Chaque année, des milliards continuent d’alimenter des activités nuisibles au climat et à l’environnement comme l’exploitation des énergies fossiles et des mines ou la destruction des forêts, et ce par le biais de crédits, d’investissements ou d’assurances. Le secteur financier renforce ainsi les crises du climat et de la biodiversité au lieu de contribuer à la transformation urgente vers une économie verte.Parallèlement, les conséquences des crises évoquées présentent de grands risques financiers, que ce soit sous forme de catastrophes naturelles ou, à long terme, de longues périodes de sécheresse et des dégâts qui en découleraient. Ces risques menacent en fin de compte la stabilité du système financier.

Malgré cela, les grandes économies publiques mondiales, en particulier, continuent d’ignorer les aspects du développement durable dans leur politique monétaire. C’est ce qui ressort du nouveau rapport du WWF «Sustainable Financial Regulations and Central Bank Activities» (SUSREG Report 2023), publié aujourd’hui. Certes, des progrès sont visibles, ici et là. Ainsi, dans différents pays, les instituts financiers doivent par exemple présenter de plus en plus souvent des plans de transition concrets pour rendre leurs activités principales plus respectueuses du climat. Dans ce but, certains pays ont aussi commencé à intégrer les critères de la protection et de la restauration de la biodiversité dans les activités de surveillance financière.

Il n’en reste pas moins que 68% des pays avec les revenus les plus élevés n’ont toujours pas pris de mesures de politique climatique et environnementale adéquate dans leurs activités de surveillance bancaire et que seules 18% des banques centrales enregistrent des progrès dans la prise en compte des risques climatiques dans leur politique monétaire.

La FINMA fait des progrès alors que la BNS piétine

Avec la nouvelle loi sur la protection du climat, les conditions-cadres politiques pour une place financière suisse plus durable se sont légèrement améliorées.

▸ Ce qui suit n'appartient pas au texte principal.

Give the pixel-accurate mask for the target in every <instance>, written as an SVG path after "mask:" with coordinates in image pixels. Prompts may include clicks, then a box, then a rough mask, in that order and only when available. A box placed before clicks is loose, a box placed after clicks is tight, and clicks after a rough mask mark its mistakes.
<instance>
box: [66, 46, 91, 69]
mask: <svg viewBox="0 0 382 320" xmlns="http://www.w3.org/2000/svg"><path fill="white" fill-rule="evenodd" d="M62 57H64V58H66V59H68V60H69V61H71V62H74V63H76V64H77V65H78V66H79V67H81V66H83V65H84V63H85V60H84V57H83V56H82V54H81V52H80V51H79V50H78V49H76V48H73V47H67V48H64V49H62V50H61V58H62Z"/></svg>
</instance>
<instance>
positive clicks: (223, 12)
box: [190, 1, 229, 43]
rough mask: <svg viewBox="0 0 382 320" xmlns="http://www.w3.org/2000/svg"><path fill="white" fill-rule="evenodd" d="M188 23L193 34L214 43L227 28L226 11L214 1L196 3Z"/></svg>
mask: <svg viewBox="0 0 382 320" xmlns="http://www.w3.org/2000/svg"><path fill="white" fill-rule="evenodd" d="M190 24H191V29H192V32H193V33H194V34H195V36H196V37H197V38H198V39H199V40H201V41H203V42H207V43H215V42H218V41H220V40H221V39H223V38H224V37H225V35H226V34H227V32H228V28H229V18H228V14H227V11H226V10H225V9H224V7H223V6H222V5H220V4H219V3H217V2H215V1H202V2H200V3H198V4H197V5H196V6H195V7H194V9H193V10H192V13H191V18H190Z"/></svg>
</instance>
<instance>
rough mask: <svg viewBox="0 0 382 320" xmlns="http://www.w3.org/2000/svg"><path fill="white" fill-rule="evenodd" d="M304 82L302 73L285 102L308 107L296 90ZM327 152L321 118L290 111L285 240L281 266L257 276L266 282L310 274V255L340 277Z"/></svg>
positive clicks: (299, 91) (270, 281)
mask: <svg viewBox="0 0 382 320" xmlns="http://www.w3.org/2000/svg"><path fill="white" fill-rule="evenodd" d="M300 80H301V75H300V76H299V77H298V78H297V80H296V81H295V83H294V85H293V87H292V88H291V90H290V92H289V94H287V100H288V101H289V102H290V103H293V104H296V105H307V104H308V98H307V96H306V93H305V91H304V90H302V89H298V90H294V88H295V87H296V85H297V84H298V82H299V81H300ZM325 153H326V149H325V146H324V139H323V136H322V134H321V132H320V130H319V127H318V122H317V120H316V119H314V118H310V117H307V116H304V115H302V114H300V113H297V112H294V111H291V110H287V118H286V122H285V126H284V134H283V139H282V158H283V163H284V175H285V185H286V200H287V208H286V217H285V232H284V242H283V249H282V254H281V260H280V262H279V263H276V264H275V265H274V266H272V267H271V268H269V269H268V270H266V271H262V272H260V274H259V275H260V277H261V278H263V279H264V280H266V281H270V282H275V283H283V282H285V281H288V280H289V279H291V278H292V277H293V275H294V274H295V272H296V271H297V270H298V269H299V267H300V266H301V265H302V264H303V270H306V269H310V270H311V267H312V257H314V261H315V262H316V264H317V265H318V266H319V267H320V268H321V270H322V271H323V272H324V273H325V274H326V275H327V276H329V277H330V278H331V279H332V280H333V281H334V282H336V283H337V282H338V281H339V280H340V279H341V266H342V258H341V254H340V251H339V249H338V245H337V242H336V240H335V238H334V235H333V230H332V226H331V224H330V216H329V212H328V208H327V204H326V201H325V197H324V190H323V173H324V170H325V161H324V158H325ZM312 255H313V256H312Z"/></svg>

La loi prévoit ainsi une «orientation des flux financiers de manière à les rendre compatibles avec un développement à faible émission capable de résister aux changements climatiques». Grâce à une nouvelle ordonnance, les grands instituts financiers devront, à partir de 2024, présenter dans un rapport le risque financier encouru par l’entreprise en raison de ses activités liées au climat et montrer les effets de leur activité sur le climat.

La Banque nationale suisse (BNS) continue en revanche de faire profil bas quant à sa volonté d’intégrer, ou non, les risques liés au climat et à l’environnement à sa politique monétaire. Ce positionnement a des effets sur le marché mondial. En effet, malgré sa petite taille, la Suisse possède la troisième plus grande réserve de devises au monde.

La BNS ne peut donc pas se cacher derrière le rideau de «l’indépendance» mais doit gérer plus activement les risques liés au climat et à la nature si elle entend s’acquitter à long terme de son mandat de gardienne de la stabilité des prix et de la place financière. Le rapport SUSREG montre que dans d’autres pays, en Suède et à Singapour par exemple, les banques centrales dotées d’un mandat similaire sont déjà bien plus avancées.

Recommandations pour les banques centrales et les autorités de surveillance

  • Publier et mettre en œuvre leurs propres plans de transition vers une économie plus respectueuse de l’environnement. Ces plans doivent être transparents et mesurables.
  • Suivre une approche de précaution. Au lieu d’attendre des données et un cadre parfaits, les autorités responsables doivent prendre des mesures préventives eu égard aux menaces qui pèsent sur l’environnement.
  • Intégrer dans la politique monétaire les risques environnementaux et sociétaux et éliminer progressivement du portefeuille les activités les plus nuisibles à l’environnement et au climat, incompatibles avec une économie stable et durable.
  • Imposer des exigences plus élevées en matière de capital pour les instituts financiers qui financent, assurent ou investissent dans des activités particulièrement nuisibles au climat et à l’environnement.